Danielle was unable to be at the Senior School assembly in person to present the prize winners, however, she prepared a short video for the prize announcement:
This year we congratulate joint winners: Hazel Jennings (Year 11) and Grace Winspear (Year 12) on their success and for sharing their writing with our community.
Danielle Wood observed that Hazel’s Memoir Cocoon of Stars works with the metaphor of the moon receding from us before switching to the profoundly personal view that we are all receiving from our beginnings as we change and grow. Her writing was delicate and honest, and Danielle especially liked her clean copy and correct use of the semicolon. Grace’s poetic entry Sleeping Beauty “riffs on the iconography of fairy tales … in an abundant deluge of striking imagery”, according to Danielle. It is pleasing to note that both students have been long time entrants in School writing prizes and competitions, and have enjoyed participating in opportunities in the writing space.
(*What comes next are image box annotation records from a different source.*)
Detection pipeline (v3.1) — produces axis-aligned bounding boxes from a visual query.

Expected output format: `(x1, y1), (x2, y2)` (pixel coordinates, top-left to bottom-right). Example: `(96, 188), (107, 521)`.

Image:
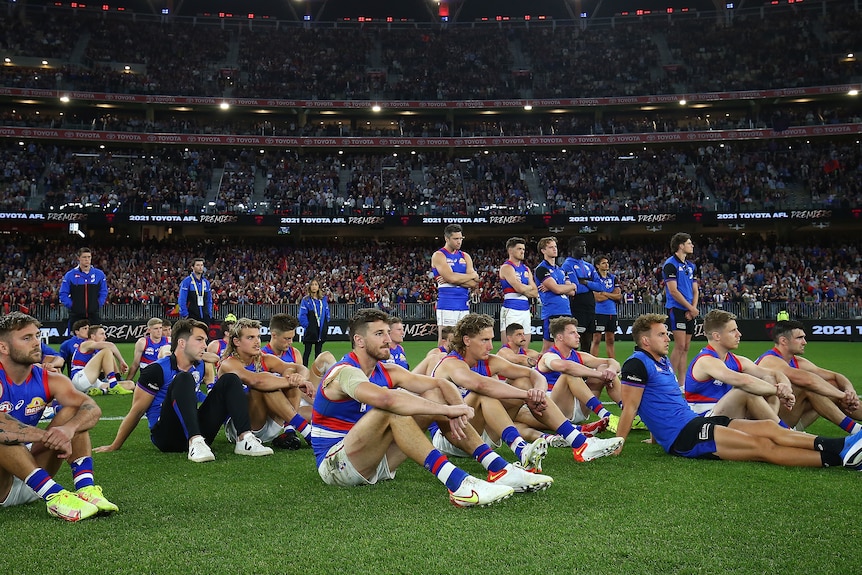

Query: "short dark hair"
(632, 313), (667, 345)
(506, 237), (527, 250)
(506, 323), (524, 336)
(455, 313), (494, 353)
(670, 232), (691, 253)
(443, 224), (464, 238)
(347, 307), (389, 349)
(772, 319), (805, 343)
(548, 315), (578, 340)
(171, 318), (209, 353)
(703, 309), (736, 341)
(269, 313), (299, 333)
(0, 311), (42, 337)
(536, 236), (559, 251)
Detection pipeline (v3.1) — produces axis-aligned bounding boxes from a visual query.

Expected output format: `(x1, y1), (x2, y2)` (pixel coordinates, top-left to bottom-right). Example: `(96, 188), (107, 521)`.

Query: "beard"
(9, 347), (42, 365)
(367, 346), (392, 361)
In addition, we are equally as pleased to announce that Danielle Wood will be working with students and staff in the Senior School in the coming weeks as our 2024 Writer in Residence. English teachers will be in communication with students about in-class and extension opportunities for creative writers. Our younger students will also be engaging with Danielle in workshops in the coming term.